Fanconi-like Syndrome and jerky treats
Starting in 2007, the FDA began noting a pattern in illnesses in pets consuming jerky treats. As of 2015, the FDA received more than 5,200 complaints in association with these treats—most commonly made of chicken, duck, or sweet potato. Many of the products have been noted to be sourced from China. These complaints are not limited to Fanconi and also commonly include bacterial and toxin contamination. As of 2018, it was estimated that more than 360 dogs were reported to the FDA to have Fanconi-Like Syndrome (FLS).
The CDC investigated approximately 100 cases of renal illness in dogs exposed to jerky treats. While there have been attempts to identify the cause of FLS in relation to these treats—a definite answer has not been found.

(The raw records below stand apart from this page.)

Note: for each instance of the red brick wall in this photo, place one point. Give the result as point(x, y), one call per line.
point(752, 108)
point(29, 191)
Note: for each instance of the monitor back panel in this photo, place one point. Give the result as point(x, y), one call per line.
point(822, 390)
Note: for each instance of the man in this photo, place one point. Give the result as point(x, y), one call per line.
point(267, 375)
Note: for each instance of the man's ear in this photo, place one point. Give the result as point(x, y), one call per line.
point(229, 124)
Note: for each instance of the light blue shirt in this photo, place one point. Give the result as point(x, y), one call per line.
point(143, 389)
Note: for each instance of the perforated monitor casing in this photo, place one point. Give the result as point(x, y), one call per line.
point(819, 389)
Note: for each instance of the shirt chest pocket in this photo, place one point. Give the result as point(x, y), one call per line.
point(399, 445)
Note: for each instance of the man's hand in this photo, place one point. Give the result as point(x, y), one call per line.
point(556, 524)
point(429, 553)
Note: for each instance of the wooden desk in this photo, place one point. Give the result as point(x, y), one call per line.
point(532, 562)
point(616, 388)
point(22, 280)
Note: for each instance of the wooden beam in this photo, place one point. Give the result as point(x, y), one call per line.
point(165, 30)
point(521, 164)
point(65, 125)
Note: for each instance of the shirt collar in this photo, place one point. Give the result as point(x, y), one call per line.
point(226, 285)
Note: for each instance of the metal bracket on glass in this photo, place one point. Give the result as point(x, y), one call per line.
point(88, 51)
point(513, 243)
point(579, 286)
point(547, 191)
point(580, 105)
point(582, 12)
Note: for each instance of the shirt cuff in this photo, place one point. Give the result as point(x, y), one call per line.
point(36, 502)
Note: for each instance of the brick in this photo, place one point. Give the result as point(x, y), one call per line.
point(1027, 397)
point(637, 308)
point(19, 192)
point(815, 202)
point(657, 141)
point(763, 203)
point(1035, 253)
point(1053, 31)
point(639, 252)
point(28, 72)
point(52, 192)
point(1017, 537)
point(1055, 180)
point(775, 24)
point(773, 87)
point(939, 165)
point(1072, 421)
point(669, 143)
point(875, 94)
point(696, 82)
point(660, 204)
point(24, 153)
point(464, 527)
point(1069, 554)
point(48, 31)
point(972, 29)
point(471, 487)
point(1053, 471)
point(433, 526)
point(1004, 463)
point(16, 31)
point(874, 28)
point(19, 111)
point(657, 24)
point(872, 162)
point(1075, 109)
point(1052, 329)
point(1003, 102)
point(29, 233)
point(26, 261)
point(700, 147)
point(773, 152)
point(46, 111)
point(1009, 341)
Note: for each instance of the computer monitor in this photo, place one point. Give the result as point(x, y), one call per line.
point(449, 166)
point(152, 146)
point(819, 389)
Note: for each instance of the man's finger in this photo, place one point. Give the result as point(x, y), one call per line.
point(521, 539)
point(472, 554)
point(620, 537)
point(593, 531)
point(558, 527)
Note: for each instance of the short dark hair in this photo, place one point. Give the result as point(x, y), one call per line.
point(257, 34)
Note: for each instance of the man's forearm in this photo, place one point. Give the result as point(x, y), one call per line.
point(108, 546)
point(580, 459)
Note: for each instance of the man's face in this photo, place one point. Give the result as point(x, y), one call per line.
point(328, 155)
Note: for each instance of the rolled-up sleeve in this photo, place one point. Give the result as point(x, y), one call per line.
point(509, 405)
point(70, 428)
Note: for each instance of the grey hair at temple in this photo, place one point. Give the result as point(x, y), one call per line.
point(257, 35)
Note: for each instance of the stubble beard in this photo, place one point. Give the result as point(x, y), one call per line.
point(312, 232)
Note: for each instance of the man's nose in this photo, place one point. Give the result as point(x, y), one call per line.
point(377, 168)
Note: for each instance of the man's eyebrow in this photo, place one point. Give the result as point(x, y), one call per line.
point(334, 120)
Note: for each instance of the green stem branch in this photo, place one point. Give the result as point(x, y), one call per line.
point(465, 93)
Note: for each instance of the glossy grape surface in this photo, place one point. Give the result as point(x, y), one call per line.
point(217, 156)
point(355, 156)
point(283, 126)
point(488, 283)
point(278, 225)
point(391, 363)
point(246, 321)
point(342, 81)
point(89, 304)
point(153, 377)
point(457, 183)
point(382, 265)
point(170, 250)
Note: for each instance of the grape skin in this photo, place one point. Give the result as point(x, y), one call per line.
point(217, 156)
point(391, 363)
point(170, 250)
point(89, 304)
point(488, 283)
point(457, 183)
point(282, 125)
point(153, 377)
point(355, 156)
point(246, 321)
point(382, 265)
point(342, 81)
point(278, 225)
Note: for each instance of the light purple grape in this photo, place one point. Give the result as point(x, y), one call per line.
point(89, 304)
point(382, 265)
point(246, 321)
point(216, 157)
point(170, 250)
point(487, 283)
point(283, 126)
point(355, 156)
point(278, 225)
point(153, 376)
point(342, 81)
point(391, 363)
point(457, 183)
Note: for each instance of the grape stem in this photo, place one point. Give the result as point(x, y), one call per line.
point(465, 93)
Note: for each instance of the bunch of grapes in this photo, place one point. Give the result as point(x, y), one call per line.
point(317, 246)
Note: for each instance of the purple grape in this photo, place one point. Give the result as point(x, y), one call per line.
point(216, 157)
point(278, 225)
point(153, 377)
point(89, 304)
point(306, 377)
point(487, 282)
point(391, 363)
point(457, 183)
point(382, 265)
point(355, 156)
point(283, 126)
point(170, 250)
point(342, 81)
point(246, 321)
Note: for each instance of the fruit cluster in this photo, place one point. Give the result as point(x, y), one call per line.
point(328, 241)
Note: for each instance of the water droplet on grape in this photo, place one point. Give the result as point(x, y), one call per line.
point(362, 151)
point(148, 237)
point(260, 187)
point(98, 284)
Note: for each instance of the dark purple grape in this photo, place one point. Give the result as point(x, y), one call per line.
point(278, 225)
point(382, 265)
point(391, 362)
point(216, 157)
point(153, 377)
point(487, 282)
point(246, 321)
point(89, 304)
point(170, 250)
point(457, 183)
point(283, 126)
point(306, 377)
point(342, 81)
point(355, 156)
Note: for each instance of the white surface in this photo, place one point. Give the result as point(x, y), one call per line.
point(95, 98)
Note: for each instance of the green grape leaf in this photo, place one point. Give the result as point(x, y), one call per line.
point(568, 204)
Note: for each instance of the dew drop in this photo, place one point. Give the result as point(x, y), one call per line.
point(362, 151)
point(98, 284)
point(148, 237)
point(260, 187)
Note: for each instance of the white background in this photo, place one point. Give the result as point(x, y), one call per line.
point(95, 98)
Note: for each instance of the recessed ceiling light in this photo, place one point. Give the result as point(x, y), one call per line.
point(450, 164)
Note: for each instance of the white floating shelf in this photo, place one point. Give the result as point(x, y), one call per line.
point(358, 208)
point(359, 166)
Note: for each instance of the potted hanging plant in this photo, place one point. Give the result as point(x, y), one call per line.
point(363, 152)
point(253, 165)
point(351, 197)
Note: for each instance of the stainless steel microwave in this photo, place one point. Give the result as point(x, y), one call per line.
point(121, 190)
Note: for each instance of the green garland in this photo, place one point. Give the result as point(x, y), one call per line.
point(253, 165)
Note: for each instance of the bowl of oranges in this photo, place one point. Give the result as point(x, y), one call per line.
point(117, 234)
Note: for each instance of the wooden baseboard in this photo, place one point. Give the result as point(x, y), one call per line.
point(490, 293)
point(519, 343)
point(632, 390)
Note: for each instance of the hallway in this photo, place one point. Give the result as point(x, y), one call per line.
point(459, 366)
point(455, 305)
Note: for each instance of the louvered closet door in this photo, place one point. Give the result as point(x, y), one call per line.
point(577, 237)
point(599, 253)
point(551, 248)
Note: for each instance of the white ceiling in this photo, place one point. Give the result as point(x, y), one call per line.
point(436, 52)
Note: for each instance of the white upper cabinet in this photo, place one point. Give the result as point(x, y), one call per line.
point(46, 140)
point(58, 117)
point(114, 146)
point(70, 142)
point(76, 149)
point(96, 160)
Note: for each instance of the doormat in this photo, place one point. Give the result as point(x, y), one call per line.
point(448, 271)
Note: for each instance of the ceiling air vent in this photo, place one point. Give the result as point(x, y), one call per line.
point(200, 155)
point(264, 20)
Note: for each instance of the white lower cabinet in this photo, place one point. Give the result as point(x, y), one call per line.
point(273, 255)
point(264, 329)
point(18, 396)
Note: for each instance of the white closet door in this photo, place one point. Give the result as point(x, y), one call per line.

Research has included, but not been limited to, screening for pathogenic bacteria such as Salmonella, heavy metals/elements such as arsenic and lead, antibiotics, and pesticides. Slips and surges of cases have been seen as products are removed and re-introduced to market shelves. The periods of most reported cases occurred between 2011-2014. Most cases have been in North America, Europe, and Australia. Curiously, while most cases are sourced from China—the reporting in Asia is generally low despite equality on consumer availability of these products. However, veterinary case studies have been published in Japan, and the expectation is that with increased awareness and reporting, these numbers may rise.
Most dogs seen with Fanconi-like Syndrome are small to medium breed dogs with daily exposure to the jerky treats. Prognosis is good; most dogs return to normal readings shortly after removal of the treats from the diet. However, cases of lasting kidney damage have been reported.
Both pet owners and veterinarians can report suspect cases via the FDA Safety Reporting Portal or the local FDA Consumer Complaint Coordinator. Be prepared with supporting information on pet’s signalment (age, breed, gender status), basic lab work including Chem/CBC and Urinalysis, how long and how frequently the pet has been exposed to the treat, what other products the pet consumes, and name and lot number of the treats themselves.
Hooper AN, Roberts BK. “Fanconi syndrome in four non-basenji dogs exposed to chicken jerky treats”. J Am Anim Hosp Assoc. 2011 Nov-Dec;47(6):e178-87. doi: 10.5326/JAAHA-MS-5602. PMID: 22058368.
Durocher, Lawren. “Fanconi Syndrome: A Review.” Clinician’s Brief, Nov. 2012, www.cliniciansbrief.com/article/fanconi-syndrome-review.
“FDA Investigates Animal Illnesses Linked to Jerky Pet Treats.” U.S. Food and Drug Administration, FDA, Center for Veterinary Medicine. 2018, www.fda.gov/animal-veterinary/outbreaks-and-advisories/fda-investigates-animal-illnesses-linked-jerky-pet-treats.
Yabuki, Akira, et al. “Acquired Fanconi Syndrome in Two Dogs Following Long-Term Consumption of Pet Jerky Treats in Japan: Case Report.” The Journal of Veterinary Medical Science, The Japanese Society of Veterinary Science, 3 May 2017, www.ncbi.nlm.nih.gov/pmc/articles/PMC5447965/.